中国で見た「もう始まっている未来」 PART2

―― スマート眼鏡で言葉の壁はもうない ――

 今回の中国出張の最終日は、現地スタッフなしで単独行動しました。取引先の総経理とテニスをして、高級料理のおもてなしを
受けました。総経理は全く日本語を話せません。私の片言の中国語で2時間テニスを楽しみ、その後は日本語が少しだけ話せる友人にも
同席いただいての食事会となりました。
 その席で、その総経理はスマート眼鏡を着用しました。スマート眼鏡は、私が話した日本語が瞬時に中国語の字幕となって映し
出されます。さらに翻訳し終わるたびにスマホに保存され、後で見直すことも出来るのです。今回使われていたのは日本円で
6万円くらいだそうですが、1万円くらいからでもあるようです。
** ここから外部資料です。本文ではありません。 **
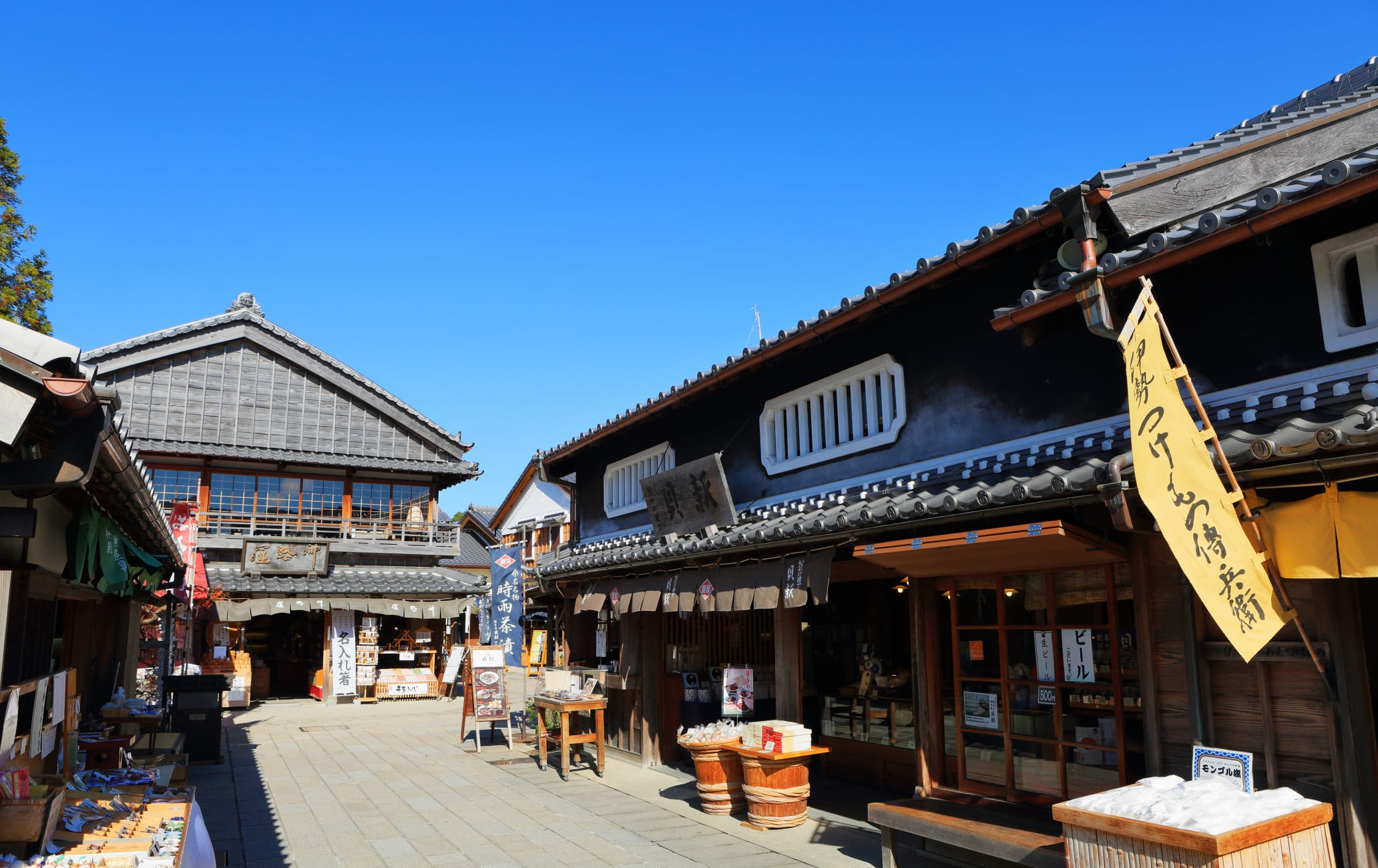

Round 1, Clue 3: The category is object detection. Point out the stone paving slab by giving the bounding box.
[190,700,879,868]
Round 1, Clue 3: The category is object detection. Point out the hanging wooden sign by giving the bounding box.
[641,455,737,536]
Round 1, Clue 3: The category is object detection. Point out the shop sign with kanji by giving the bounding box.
[641,455,737,536]
[1118,289,1291,661]
[244,536,330,576]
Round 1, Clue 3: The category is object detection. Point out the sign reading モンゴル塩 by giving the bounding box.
[1119,288,1290,661]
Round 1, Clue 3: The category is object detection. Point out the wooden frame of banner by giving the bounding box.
[1128,277,1335,680]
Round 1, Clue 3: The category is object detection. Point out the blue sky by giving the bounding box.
[0,3,1378,509]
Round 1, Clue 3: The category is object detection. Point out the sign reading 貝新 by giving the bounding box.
[1119,288,1289,661]
[488,546,523,666]
[641,455,737,536]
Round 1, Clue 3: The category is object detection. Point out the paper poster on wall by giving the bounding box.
[1034,630,1057,680]
[962,690,1000,729]
[1062,628,1096,682]
[722,668,756,716]
[29,678,48,759]
[52,670,67,723]
[0,690,19,759]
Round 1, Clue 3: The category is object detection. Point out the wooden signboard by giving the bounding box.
[641,455,737,536]
[465,645,507,720]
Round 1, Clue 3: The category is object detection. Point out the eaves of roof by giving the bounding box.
[537,205,1062,464]
[537,57,1378,463]
[81,308,474,457]
[537,388,1378,582]
[134,438,483,482]
[992,146,1378,328]
[1092,57,1378,188]
[206,564,487,595]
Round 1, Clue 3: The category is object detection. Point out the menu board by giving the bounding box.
[466,645,507,720]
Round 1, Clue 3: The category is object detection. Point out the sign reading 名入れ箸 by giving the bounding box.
[1119,288,1290,663]
[641,455,737,536]
[244,536,330,574]
[1192,744,1254,793]
[330,609,359,696]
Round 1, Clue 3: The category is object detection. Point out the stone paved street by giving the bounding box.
[190,700,879,868]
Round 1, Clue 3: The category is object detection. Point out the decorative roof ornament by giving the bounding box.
[224,292,263,317]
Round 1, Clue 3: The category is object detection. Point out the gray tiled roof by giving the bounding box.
[537,57,1378,456]
[143,438,479,479]
[465,503,497,527]
[539,397,1378,579]
[81,307,473,456]
[993,148,1378,317]
[441,530,489,568]
[206,564,488,594]
[1092,57,1378,188]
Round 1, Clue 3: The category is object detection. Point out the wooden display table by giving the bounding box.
[535,696,608,781]
[725,744,828,832]
[1053,805,1335,868]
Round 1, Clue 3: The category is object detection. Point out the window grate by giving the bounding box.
[604,442,675,518]
[760,355,905,474]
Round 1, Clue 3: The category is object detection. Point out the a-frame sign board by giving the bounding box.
[459,645,513,752]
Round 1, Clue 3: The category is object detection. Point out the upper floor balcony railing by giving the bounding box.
[197,511,459,546]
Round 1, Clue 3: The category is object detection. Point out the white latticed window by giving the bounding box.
[1311,224,1378,353]
[604,442,675,518]
[760,355,904,474]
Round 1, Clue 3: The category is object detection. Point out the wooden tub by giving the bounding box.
[1053,805,1335,868]
[680,738,747,815]
[728,745,828,829]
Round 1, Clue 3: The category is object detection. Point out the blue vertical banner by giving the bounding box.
[488,546,525,666]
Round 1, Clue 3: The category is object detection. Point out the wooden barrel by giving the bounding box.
[680,738,747,815]
[740,754,809,829]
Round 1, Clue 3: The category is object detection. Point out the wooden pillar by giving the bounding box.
[774,605,803,720]
[634,613,666,769]
[321,620,334,706]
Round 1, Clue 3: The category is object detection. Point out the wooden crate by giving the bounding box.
[1053,803,1335,868]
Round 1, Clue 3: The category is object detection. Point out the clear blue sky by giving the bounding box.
[0,3,1378,509]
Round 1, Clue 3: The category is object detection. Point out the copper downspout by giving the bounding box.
[991,172,1378,332]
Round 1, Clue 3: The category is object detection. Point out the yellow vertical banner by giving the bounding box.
[1119,289,1293,661]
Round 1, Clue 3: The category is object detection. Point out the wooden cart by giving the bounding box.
[1053,803,1335,868]
[535,696,608,781]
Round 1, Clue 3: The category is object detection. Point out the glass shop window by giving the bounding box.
[934,564,1146,805]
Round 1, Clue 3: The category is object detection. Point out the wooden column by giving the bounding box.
[636,613,666,769]
[774,604,803,720]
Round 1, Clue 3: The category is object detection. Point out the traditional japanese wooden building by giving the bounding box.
[537,59,1378,867]
[83,294,485,700]
[0,320,185,727]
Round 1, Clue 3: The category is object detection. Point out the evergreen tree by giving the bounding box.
[0,117,52,335]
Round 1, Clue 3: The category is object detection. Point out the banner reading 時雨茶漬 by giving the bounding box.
[1119,289,1290,661]
[488,546,523,666]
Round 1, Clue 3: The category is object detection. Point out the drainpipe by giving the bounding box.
[1096,452,1134,533]
[1052,183,1119,341]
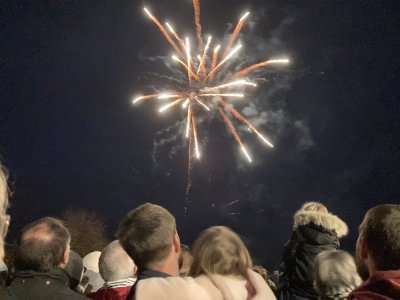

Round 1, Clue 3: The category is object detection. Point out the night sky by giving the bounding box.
[0,0,400,269]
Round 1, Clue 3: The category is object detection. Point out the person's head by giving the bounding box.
[0,162,10,261]
[179,244,193,276]
[356,204,400,279]
[300,202,328,213]
[314,250,362,299]
[117,203,180,275]
[65,250,83,290]
[189,226,252,277]
[15,217,71,272]
[99,240,136,282]
[82,251,101,273]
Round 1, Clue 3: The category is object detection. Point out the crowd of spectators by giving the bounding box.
[0,165,400,300]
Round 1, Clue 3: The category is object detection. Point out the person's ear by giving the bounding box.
[360,240,369,259]
[59,245,71,269]
[172,233,181,253]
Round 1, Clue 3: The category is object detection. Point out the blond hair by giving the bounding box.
[300,201,328,213]
[117,203,176,270]
[189,226,253,278]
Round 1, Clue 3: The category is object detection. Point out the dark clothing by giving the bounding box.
[282,223,339,299]
[126,270,171,300]
[347,270,400,300]
[278,210,348,300]
[8,268,87,300]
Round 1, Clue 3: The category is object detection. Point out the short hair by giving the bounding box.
[314,250,362,299]
[15,217,71,272]
[64,250,83,290]
[189,226,253,278]
[117,203,176,270]
[300,202,328,213]
[99,240,136,282]
[359,204,400,271]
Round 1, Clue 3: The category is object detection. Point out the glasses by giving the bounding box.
[0,215,11,239]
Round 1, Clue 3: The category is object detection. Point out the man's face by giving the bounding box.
[355,219,369,281]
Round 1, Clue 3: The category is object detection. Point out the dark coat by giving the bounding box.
[281,211,347,299]
[8,268,87,300]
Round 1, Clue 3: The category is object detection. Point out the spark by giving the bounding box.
[132,94,160,104]
[194,97,210,111]
[207,79,257,90]
[182,98,190,108]
[206,44,242,79]
[230,59,289,79]
[158,98,185,112]
[240,146,253,163]
[192,116,200,159]
[158,94,181,99]
[200,94,244,98]
[197,35,212,74]
[132,0,290,171]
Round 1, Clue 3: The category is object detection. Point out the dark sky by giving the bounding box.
[0,0,400,268]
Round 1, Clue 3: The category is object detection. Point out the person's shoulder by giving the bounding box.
[135,277,212,300]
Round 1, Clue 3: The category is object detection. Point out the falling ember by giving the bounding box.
[240,146,252,163]
[132,0,289,176]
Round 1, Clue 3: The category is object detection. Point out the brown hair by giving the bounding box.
[359,204,400,271]
[189,226,252,278]
[117,203,176,270]
[15,217,71,272]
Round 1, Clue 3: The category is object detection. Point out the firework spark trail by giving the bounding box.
[158,98,185,112]
[208,79,257,91]
[132,94,161,104]
[186,38,193,85]
[218,107,252,163]
[194,97,210,111]
[144,7,184,57]
[221,12,250,58]
[165,22,186,52]
[197,35,212,76]
[192,115,200,159]
[229,59,289,79]
[186,104,192,138]
[210,45,221,80]
[193,0,203,49]
[221,100,274,148]
[172,55,200,81]
[186,132,192,203]
[206,44,242,79]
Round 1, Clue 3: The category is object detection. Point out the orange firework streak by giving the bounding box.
[193,0,203,48]
[192,115,200,158]
[221,13,248,58]
[218,107,244,148]
[229,60,273,80]
[220,99,274,147]
[145,9,184,57]
[133,94,161,103]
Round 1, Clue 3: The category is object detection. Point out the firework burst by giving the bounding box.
[133,0,289,173]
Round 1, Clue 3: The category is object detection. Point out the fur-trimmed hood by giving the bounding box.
[293,210,349,238]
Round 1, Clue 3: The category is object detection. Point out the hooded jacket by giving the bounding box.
[347,270,400,300]
[136,270,276,300]
[8,268,87,300]
[281,210,348,299]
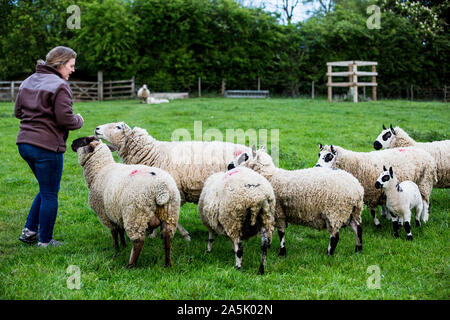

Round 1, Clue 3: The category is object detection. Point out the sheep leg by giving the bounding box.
[404,210,412,240]
[177,223,191,241]
[327,231,339,256]
[350,219,362,252]
[258,228,269,275]
[111,228,119,251]
[392,217,399,238]
[119,228,127,248]
[233,239,244,270]
[128,239,144,268]
[207,230,214,253]
[161,221,172,268]
[370,208,381,228]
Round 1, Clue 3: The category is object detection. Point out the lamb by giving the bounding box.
[317,144,436,227]
[198,167,275,275]
[228,147,364,256]
[72,137,180,268]
[373,124,450,188]
[375,166,428,240]
[138,84,150,103]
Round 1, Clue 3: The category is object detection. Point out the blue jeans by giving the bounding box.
[18,143,63,243]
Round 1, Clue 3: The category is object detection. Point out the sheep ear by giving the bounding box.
[107,144,119,152]
[390,124,397,134]
[252,145,256,158]
[331,145,336,155]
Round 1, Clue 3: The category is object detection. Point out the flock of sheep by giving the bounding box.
[72,122,450,274]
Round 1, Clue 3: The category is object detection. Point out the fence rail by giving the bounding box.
[0,71,135,101]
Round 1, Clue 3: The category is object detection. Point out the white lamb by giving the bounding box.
[317,144,436,227]
[228,148,364,256]
[198,167,275,275]
[72,137,180,268]
[138,84,150,103]
[373,124,450,188]
[375,166,428,240]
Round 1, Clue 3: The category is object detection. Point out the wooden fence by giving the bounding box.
[0,71,135,101]
[327,61,378,102]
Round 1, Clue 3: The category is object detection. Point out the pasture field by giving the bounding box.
[0,98,450,300]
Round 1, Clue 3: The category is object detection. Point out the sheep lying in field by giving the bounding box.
[317,144,436,227]
[228,148,364,255]
[138,84,150,103]
[147,97,169,104]
[375,166,428,240]
[72,137,180,267]
[373,125,450,188]
[198,168,275,274]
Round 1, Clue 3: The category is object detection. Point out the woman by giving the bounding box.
[14,47,84,247]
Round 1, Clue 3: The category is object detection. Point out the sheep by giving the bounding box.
[375,166,428,240]
[147,97,169,104]
[228,147,364,256]
[373,124,450,188]
[72,137,180,268]
[317,144,436,228]
[138,84,150,103]
[198,167,275,275]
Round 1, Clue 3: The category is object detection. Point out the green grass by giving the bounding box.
[0,98,450,299]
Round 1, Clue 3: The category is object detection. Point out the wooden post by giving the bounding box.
[97,71,103,101]
[372,66,377,101]
[352,62,358,103]
[11,81,14,102]
[220,79,225,96]
[328,66,333,102]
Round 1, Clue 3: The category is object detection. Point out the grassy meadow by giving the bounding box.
[0,98,450,300]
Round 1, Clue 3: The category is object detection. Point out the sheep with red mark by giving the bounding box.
[95,122,251,240]
[198,167,275,275]
[72,137,180,268]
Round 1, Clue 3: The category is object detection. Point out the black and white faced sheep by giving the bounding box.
[198,168,275,275]
[72,137,180,267]
[373,124,450,188]
[316,144,436,226]
[229,148,364,256]
[375,166,428,240]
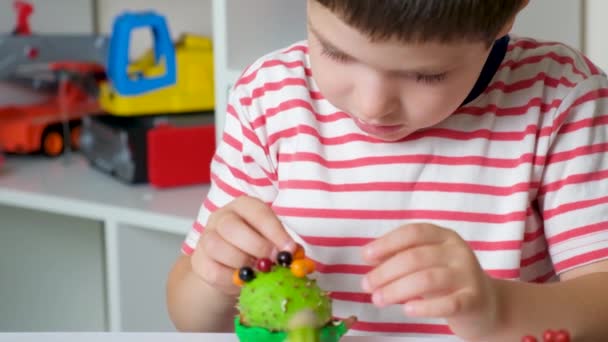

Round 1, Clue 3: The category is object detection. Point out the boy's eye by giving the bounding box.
[415,72,446,83]
[321,46,349,63]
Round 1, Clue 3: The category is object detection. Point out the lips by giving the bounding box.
[354,119,404,137]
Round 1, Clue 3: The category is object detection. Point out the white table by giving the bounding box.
[0,333,456,342]
[0,154,208,332]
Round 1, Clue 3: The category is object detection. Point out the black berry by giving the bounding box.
[239,266,255,282]
[277,252,293,267]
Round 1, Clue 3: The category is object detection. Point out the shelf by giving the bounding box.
[0,154,209,234]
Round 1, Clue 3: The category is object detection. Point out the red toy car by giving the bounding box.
[0,62,104,157]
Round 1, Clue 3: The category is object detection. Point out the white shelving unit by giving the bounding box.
[0,154,208,331]
[0,0,608,331]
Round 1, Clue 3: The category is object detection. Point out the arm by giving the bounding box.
[167,255,236,332]
[490,261,608,341]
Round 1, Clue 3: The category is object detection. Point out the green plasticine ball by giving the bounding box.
[234,316,348,342]
[238,265,331,332]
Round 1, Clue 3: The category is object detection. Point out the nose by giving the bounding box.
[354,74,398,124]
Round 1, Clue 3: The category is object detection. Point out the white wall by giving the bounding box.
[0,0,94,33]
[513,0,580,50]
[585,0,608,71]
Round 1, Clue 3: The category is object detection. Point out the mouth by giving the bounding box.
[354,118,405,137]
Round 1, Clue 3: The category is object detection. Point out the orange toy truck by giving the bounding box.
[0,62,104,157]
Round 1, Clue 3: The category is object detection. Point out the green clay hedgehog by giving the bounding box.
[234,249,347,342]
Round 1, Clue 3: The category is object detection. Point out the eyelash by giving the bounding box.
[321,47,348,63]
[321,46,446,84]
[416,72,446,83]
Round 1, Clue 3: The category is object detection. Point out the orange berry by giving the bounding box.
[293,245,306,260]
[232,270,245,287]
[289,259,308,278]
[302,258,315,273]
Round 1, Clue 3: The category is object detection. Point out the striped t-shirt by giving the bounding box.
[183,37,608,336]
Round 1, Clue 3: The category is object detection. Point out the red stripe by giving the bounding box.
[524,226,545,243]
[211,174,245,198]
[251,99,350,129]
[222,131,243,152]
[279,152,545,169]
[273,206,526,223]
[507,39,564,51]
[279,179,539,196]
[555,248,608,273]
[519,249,549,267]
[553,88,608,127]
[543,196,608,220]
[547,222,608,245]
[203,197,219,212]
[240,77,308,106]
[532,270,555,284]
[329,291,372,303]
[539,143,608,165]
[213,156,272,186]
[336,317,454,335]
[283,45,308,54]
[182,242,194,256]
[301,236,522,251]
[192,221,205,233]
[235,59,312,87]
[453,97,562,116]
[582,55,600,75]
[268,121,552,146]
[499,51,589,79]
[538,170,608,196]
[484,72,576,94]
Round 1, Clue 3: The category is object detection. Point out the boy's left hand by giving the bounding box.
[362,223,498,339]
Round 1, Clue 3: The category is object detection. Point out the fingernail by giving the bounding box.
[372,292,384,306]
[270,247,279,260]
[361,277,372,292]
[282,241,298,253]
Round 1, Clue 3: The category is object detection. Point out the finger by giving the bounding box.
[229,196,296,253]
[372,267,458,307]
[403,291,474,318]
[363,223,447,265]
[215,212,274,258]
[191,249,240,294]
[342,316,357,329]
[362,245,446,292]
[201,230,254,269]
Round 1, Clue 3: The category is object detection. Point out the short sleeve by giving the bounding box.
[182,91,277,255]
[538,74,608,274]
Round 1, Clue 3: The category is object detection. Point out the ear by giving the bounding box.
[496,0,530,39]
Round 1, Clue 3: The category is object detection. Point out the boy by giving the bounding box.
[168,0,608,341]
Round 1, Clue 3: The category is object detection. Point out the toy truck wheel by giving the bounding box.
[40,127,64,157]
[70,123,82,150]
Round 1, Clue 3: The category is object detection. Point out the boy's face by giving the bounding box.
[308,0,490,141]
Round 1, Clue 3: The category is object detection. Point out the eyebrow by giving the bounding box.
[307,20,447,75]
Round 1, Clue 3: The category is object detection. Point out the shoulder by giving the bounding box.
[233,41,311,99]
[501,36,603,83]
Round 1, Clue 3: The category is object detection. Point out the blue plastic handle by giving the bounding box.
[107,12,176,95]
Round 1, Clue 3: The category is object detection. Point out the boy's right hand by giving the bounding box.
[191,196,297,295]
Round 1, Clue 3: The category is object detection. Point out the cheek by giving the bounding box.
[402,82,473,127]
[310,53,352,108]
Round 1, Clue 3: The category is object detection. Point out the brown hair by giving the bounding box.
[314,0,525,44]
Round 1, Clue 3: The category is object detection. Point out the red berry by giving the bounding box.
[255,258,272,273]
[239,266,255,283]
[543,329,556,342]
[553,330,570,342]
[277,251,293,267]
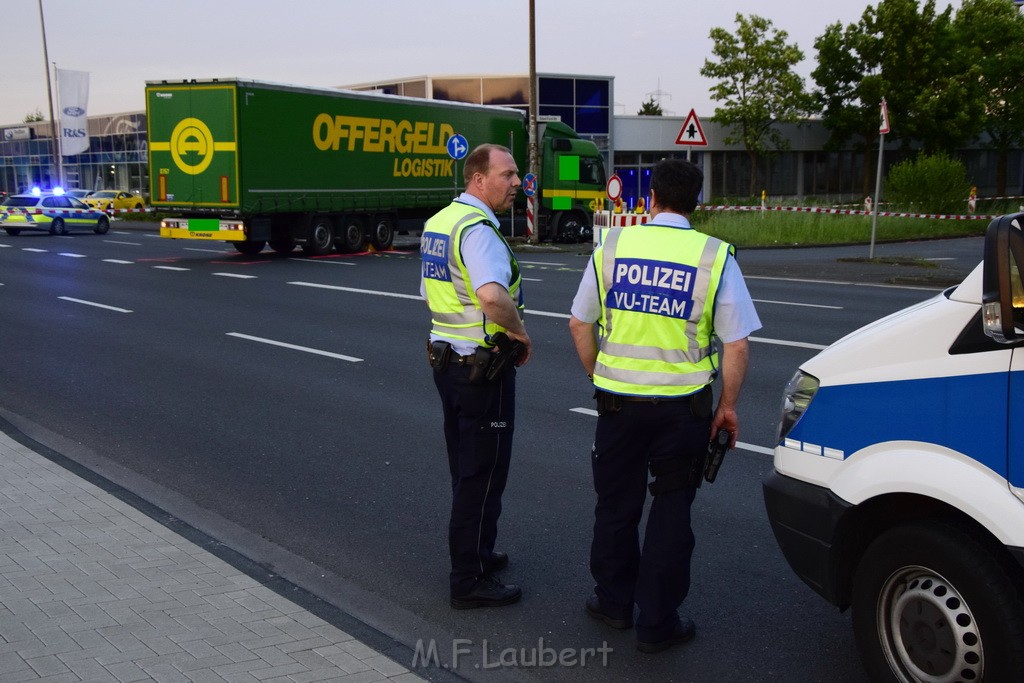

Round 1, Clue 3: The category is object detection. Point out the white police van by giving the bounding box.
[764,213,1024,681]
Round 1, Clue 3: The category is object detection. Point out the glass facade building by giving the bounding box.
[0,112,150,197]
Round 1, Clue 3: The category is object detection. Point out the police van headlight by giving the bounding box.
[775,370,819,443]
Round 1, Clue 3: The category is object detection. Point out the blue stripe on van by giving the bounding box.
[787,373,1010,479]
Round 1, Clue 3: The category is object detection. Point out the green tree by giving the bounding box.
[811,0,984,194]
[637,95,665,116]
[953,0,1024,196]
[700,13,813,196]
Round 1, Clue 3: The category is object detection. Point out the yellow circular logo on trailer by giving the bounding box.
[171,118,214,175]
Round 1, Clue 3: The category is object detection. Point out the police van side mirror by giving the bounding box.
[981,213,1024,344]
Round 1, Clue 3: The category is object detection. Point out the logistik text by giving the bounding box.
[313,114,455,177]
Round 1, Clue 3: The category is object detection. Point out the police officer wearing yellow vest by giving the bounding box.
[569,159,761,652]
[420,144,531,609]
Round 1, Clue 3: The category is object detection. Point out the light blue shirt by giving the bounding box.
[571,213,761,343]
[420,193,521,355]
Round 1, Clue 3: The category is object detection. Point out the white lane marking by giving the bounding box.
[227,332,362,362]
[213,272,256,280]
[57,297,131,313]
[288,282,827,350]
[743,275,946,292]
[753,299,843,310]
[569,408,775,456]
[748,337,828,351]
[288,258,355,265]
[288,282,423,301]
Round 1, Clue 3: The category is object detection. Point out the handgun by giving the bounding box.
[705,429,732,483]
[486,332,526,381]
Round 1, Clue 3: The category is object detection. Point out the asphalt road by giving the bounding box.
[0,223,981,681]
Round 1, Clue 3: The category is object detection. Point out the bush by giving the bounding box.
[884,154,971,214]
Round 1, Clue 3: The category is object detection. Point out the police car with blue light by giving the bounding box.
[764,213,1024,681]
[0,188,111,236]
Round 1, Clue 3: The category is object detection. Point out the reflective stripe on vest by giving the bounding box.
[420,202,523,346]
[594,223,732,396]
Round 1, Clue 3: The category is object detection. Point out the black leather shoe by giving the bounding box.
[484,550,509,573]
[452,575,522,609]
[637,616,697,654]
[586,595,633,630]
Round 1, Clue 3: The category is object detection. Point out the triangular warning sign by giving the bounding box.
[676,110,708,146]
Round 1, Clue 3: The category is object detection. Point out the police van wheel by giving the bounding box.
[852,522,1024,681]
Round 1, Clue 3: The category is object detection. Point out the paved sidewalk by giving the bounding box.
[0,432,423,683]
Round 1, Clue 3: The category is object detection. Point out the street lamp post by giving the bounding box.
[526,0,541,244]
[39,0,63,189]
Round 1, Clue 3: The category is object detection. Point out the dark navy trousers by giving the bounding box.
[434,364,516,596]
[590,401,711,642]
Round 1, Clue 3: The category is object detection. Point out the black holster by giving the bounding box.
[468,346,494,384]
[427,340,452,371]
[647,456,703,496]
[594,389,623,415]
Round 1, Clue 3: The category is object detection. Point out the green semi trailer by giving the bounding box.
[145,79,606,255]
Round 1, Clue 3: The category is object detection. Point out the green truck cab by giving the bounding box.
[145,79,605,255]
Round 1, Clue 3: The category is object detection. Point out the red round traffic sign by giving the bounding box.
[605,174,623,202]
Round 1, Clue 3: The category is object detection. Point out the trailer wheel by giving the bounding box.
[302,216,334,256]
[231,240,266,255]
[338,216,367,254]
[370,216,394,251]
[268,236,295,254]
[852,522,1024,681]
[555,211,594,244]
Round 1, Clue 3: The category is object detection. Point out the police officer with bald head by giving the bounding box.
[420,144,532,609]
[569,159,761,652]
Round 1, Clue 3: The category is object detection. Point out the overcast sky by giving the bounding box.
[0,0,961,125]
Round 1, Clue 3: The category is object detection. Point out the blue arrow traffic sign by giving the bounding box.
[447,133,469,161]
[522,173,537,197]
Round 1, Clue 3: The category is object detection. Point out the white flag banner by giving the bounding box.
[57,69,89,157]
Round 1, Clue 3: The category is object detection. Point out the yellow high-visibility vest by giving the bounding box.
[594,223,733,397]
[420,202,523,347]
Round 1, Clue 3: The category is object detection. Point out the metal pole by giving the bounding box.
[867,133,886,258]
[39,0,63,189]
[526,0,543,244]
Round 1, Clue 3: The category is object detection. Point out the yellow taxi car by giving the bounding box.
[0,193,111,236]
[83,189,143,211]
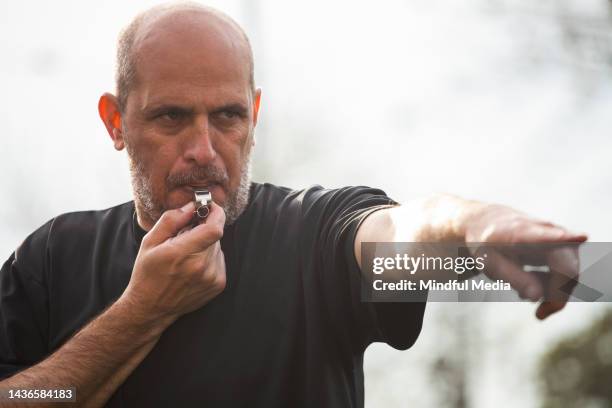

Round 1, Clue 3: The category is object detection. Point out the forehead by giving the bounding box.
[134,12,251,105]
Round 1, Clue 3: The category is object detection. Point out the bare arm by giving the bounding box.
[0,203,225,407]
[354,195,587,319]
今後はさらに高性能なものがどんどん売り出されるだろうと話して
いました。私も買えば、この方と完全に瞬時に意思疎通がはかれるはずです。
 同席した友人は、簡単な話は日本語ですが、難しい話はAIを使った自動翻訳機を使用していました。私もChatGPTを翻訳機
代わりにして会話を楽しみました。流暢に外国語を話したい気持ちはもちろんあります。その一方で、
難しい話や心から楽しみたい会話こそ、無理をせずスマート眼鏡や翻訳機を活用すればよい。そんなことを実感した出張でした。